An Afrofuturist narrative is embedded as well in a recent flurry of museum shows. On view through November at El Museo del Barrio were the fashion illustrations of Antonio Lopez, a pioneer in the genre whose works of the ’70s and ’80s featured a multiracial cast of robotlike figures and astronauts propelled into a far-off Tomorrowland. It is a brave new world, as a reviewin The New York Times noted in June, “in which race and gender were fluid, and existing social inequities corrected or transcended.”
Afrofuturism is a current in the multimedia installations of the artist Saya Woolfalk, whose utopian universes and Empathics, a future race fusing — and all but erasing — racial and ethnic boundaries, were featured this year in shows at the Brooklyn Museum, a light show in Times Square and, just this month, an installation at Art Basel Miami Beach.

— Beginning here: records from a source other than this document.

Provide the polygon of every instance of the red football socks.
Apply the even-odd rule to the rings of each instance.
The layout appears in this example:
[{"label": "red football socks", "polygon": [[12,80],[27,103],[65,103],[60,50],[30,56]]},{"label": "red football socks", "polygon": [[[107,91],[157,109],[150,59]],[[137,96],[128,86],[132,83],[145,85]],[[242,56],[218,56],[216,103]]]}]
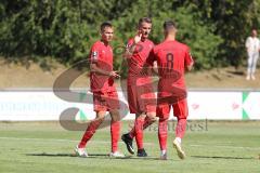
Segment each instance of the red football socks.
[{"label": "red football socks", "polygon": [[160,150],[166,150],[167,148],[167,135],[168,135],[168,119],[160,119],[158,127]]}]

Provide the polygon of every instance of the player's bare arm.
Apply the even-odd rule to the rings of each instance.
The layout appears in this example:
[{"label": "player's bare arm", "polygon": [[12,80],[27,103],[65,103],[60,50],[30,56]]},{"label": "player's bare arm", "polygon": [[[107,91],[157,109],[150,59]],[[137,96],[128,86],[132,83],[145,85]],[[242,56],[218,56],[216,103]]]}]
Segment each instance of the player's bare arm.
[{"label": "player's bare arm", "polygon": [[109,76],[109,77],[113,77],[113,78],[120,78],[120,75],[118,75],[117,71],[106,71],[106,70],[103,70],[103,69],[99,68],[96,66],[96,64],[94,64],[94,63],[92,63],[90,65],[90,70],[92,72],[96,72],[99,75],[105,75],[105,76]]},{"label": "player's bare arm", "polygon": [[141,41],[141,38],[142,38],[142,34],[139,32],[139,34],[134,37],[133,43],[126,49],[126,53],[125,53],[125,56],[126,56],[126,57],[129,57],[129,56],[131,56],[131,55],[133,54],[136,44],[139,43],[139,41]]}]

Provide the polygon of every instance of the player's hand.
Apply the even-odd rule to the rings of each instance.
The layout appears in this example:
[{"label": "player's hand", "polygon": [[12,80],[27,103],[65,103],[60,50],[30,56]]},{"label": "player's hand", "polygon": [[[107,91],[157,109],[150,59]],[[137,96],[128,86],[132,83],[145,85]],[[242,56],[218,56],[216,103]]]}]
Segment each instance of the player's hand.
[{"label": "player's hand", "polygon": [[118,79],[118,78],[120,78],[120,75],[118,75],[118,71],[110,71],[109,77]]},{"label": "player's hand", "polygon": [[133,39],[134,44],[136,44],[136,43],[141,40],[141,38],[142,38],[142,34],[139,32],[139,34],[134,37],[134,39]]}]

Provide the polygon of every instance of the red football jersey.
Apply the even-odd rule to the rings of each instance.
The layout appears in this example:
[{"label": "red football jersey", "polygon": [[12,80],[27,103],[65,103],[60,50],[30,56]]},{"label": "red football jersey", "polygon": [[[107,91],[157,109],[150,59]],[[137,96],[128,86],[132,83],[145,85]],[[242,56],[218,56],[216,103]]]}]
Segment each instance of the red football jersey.
[{"label": "red football jersey", "polygon": [[[130,39],[128,41],[127,46],[131,46],[133,44],[133,39]],[[143,69],[143,66],[145,64],[145,62],[148,58],[148,55],[152,51],[152,49],[154,48],[154,43],[148,40],[145,39],[145,41],[139,41],[135,45],[135,49],[133,51],[133,54],[128,57],[128,82],[135,82],[132,80],[132,78],[142,78],[142,76],[140,76],[140,71]],[[150,78],[145,77],[144,79],[140,79],[140,82],[148,82]],[[131,83],[133,84],[133,83]],[[134,83],[138,84],[138,83]]]},{"label": "red football jersey", "polygon": [[164,83],[159,83],[160,91],[164,90],[164,85],[170,84],[167,83],[169,81],[171,81],[171,85],[185,89],[185,67],[193,63],[187,45],[176,40],[164,41],[153,49],[147,63],[152,64],[154,61],[157,61],[160,81],[169,79],[164,80]]},{"label": "red football jersey", "polygon": [[[95,63],[96,67],[112,71],[113,70],[113,49],[105,45],[102,41],[96,41],[90,51],[90,61]],[[90,85],[92,92],[112,92],[115,91],[114,79],[96,72],[90,74]]]}]

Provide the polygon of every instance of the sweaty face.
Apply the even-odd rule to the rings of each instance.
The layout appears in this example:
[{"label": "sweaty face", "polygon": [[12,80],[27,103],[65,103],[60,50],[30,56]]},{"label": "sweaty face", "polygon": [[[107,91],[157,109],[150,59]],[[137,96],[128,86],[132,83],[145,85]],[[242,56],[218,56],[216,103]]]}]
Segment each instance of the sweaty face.
[{"label": "sweaty face", "polygon": [[152,29],[152,24],[145,23],[145,22],[141,24],[141,26],[139,27],[139,30],[142,34],[143,39],[148,38],[151,29]]},{"label": "sweaty face", "polygon": [[114,29],[112,27],[105,27],[101,34],[102,40],[105,42],[109,42],[113,40]]}]

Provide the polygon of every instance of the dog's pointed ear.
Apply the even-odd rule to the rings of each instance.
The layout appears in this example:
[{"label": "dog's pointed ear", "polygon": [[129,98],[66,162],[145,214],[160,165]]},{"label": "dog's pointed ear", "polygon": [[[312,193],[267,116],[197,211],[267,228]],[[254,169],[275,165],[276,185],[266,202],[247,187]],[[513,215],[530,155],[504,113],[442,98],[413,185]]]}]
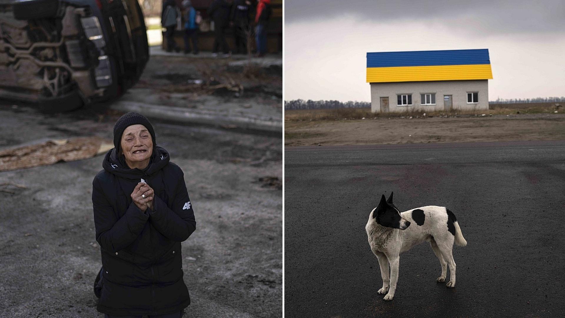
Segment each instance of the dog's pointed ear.
[{"label": "dog's pointed ear", "polygon": [[373,217],[377,217],[377,215],[384,212],[387,207],[388,207],[388,204],[386,203],[386,198],[385,197],[385,195],[383,195],[381,196],[381,201],[377,206],[377,209],[375,210],[375,212],[373,213]]},{"label": "dog's pointed ear", "polygon": [[386,200],[387,203],[389,204],[392,203],[392,195],[394,194],[394,192],[390,192],[390,196],[389,196],[388,200]]}]

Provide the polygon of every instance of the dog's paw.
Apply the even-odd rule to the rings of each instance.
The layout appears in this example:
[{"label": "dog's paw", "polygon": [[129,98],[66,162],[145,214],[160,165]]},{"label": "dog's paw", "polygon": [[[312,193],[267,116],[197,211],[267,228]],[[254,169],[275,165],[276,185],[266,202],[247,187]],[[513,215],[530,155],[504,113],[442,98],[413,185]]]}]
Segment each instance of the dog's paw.
[{"label": "dog's paw", "polygon": [[385,298],[383,298],[383,299],[384,299],[385,300],[392,300],[392,298],[393,298],[393,297],[394,297],[394,295],[391,295],[391,294],[386,294],[386,295],[385,296]]}]

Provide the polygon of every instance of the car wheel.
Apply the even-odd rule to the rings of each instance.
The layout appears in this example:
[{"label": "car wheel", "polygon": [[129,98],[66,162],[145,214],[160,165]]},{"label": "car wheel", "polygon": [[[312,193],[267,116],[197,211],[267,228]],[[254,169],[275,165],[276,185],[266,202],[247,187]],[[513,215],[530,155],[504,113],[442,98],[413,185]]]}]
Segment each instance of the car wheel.
[{"label": "car wheel", "polygon": [[78,89],[62,96],[42,98],[39,100],[38,104],[40,111],[45,113],[70,111],[80,108],[84,105]]}]

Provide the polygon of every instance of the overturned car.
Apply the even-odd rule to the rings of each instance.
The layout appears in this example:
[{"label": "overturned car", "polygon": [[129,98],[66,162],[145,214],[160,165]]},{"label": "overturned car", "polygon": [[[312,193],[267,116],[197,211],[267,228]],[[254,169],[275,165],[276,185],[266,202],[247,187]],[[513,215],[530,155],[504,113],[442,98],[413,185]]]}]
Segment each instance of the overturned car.
[{"label": "overturned car", "polygon": [[0,0],[0,98],[53,111],[107,101],[149,58],[137,0]]}]

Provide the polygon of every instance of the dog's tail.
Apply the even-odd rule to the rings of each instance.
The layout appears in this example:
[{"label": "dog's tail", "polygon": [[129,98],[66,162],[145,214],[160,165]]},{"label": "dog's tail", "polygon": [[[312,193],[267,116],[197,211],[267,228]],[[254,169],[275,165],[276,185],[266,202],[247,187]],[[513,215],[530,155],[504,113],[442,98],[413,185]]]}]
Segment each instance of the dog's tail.
[{"label": "dog's tail", "polygon": [[461,228],[459,227],[459,223],[457,221],[453,222],[455,227],[455,245],[457,246],[465,246],[467,245],[467,241],[465,238],[463,237],[463,233],[461,233]]}]

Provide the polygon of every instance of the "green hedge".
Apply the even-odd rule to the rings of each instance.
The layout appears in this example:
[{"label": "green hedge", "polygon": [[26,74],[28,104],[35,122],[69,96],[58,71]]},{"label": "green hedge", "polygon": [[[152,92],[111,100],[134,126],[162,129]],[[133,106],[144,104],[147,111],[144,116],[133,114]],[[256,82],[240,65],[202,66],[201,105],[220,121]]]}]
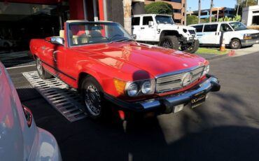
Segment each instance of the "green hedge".
[{"label": "green hedge", "polygon": [[172,5],[162,1],[153,2],[145,6],[146,13],[148,14],[173,14]]}]

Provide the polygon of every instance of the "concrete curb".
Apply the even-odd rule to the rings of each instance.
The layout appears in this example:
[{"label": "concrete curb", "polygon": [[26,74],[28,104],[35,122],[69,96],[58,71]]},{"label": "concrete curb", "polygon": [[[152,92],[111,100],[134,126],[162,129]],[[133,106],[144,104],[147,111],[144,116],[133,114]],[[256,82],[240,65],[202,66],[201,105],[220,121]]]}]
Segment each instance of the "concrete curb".
[{"label": "concrete curb", "polygon": [[225,57],[227,57],[227,56],[228,56],[228,53],[209,57],[206,58],[206,59],[207,59],[207,60],[216,59],[219,59],[219,58]]}]

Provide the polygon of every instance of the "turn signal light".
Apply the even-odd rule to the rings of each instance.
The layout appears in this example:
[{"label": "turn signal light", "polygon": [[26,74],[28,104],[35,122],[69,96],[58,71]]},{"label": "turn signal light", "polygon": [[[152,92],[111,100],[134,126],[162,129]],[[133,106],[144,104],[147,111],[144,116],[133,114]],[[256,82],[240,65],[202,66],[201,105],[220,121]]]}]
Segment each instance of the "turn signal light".
[{"label": "turn signal light", "polygon": [[125,89],[127,83],[123,80],[116,79],[116,78],[113,78],[113,82],[114,82],[114,85],[116,88],[116,90],[117,90],[117,92],[119,94],[124,94],[124,90]]}]

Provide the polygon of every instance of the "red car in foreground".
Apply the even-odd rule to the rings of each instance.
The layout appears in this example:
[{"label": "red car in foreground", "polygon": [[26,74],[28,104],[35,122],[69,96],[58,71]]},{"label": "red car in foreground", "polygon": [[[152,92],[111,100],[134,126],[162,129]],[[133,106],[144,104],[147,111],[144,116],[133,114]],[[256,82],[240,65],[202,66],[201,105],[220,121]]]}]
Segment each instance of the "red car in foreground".
[{"label": "red car in foreground", "polygon": [[139,43],[115,22],[67,21],[59,36],[32,39],[30,49],[40,77],[78,89],[92,118],[106,102],[125,112],[175,113],[220,88],[207,60]]}]

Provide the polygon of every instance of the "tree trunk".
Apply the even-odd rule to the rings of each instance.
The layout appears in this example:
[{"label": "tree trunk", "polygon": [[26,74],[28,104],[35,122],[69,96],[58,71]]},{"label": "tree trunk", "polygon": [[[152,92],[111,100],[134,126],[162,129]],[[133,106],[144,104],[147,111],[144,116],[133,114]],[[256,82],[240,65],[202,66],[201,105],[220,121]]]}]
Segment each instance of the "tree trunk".
[{"label": "tree trunk", "polygon": [[209,11],[209,22],[211,22],[213,0],[211,0],[211,10]]},{"label": "tree trunk", "polygon": [[132,0],[123,0],[124,28],[132,34]]},{"label": "tree trunk", "polygon": [[187,25],[187,0],[184,6],[184,25]]},{"label": "tree trunk", "polygon": [[239,4],[240,4],[240,0],[237,0],[237,13],[236,15],[238,15],[238,10],[239,10]]},{"label": "tree trunk", "polygon": [[198,12],[198,23],[200,23],[200,13],[201,13],[201,0],[199,0],[199,12]]}]

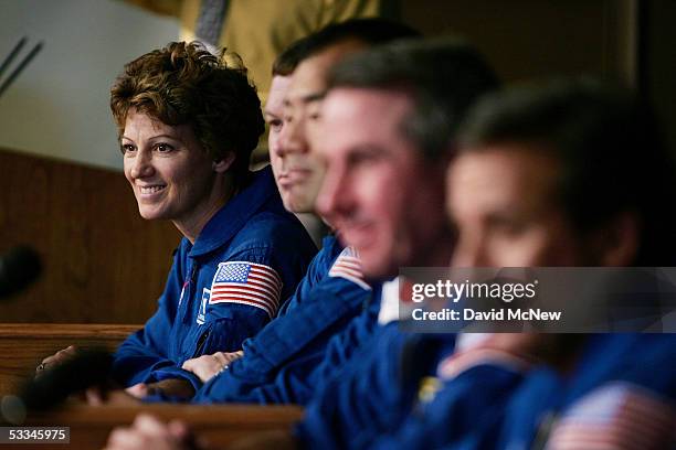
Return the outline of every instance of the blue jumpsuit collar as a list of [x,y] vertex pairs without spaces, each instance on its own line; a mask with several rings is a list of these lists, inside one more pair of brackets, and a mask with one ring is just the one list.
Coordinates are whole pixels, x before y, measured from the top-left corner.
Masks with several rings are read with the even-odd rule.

Afrofuturist allusions crop up less overtly in the sprawling canvases of Kerry James Marshall, whose exhibition at the Met Breuer, through Jan. 29, includes idealized portraits of African-American Boy and Girl Scouts wreathed in halos of the kind often seen on comic-book heroes.
This summer, the movement flexed its muscle at the megaplex, where “Captain America: Civil War” featured the Black Panther (Chadwick Boseman), a superhero who in 2018 will star in “Black Panther” as the king and protector of the imaginary nation of Wakanda.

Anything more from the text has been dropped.